Primero, el criado que debía acompañarlo sufrió un ataque de delirium tremens (conocido popularmente como “fiebre blanca”). Apenas habían salido de casa cuando Pushkin y su cochero vieron cómo una liebre cruzaba el camino delante de ellos y, poco después, apareció otra más. En la Rusia del siglo XIX, aquello se consideraba un presagio muy negativo, incluso peor que encontrarse con un gato negro.

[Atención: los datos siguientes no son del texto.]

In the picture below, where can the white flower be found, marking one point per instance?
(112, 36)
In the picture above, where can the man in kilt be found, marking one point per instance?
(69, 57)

Para rematar la serie de malos augurios, se cruzaron con un sacerdote rural, cuya aparición también era considerada una señal extremadamente desfavorable.

Para el supersticioso Pushkin, esta sucesión de acontecimientos resultó decisiva. Tanto él como su cochero interpretaron aquellas señales como una advertencia del destino y decidieron regresar a la finca.

Aunque es muy probable que se trate simplemente de una anécdota histórica, la historia gustó tanto a las generaciones posteriores que en el año 2000 se erigió en Mijáilovskoye un monumento al “conejo que salvó a Pushkin”. Se trata de un poste kilométrico con la inscripción: “Hasta la Plaza del Senado quedan 416 verstas”.

(La Plaza del Senado fue el lugar donde se produjo el levantamiento decembrista el 14 de diciembre de 1825).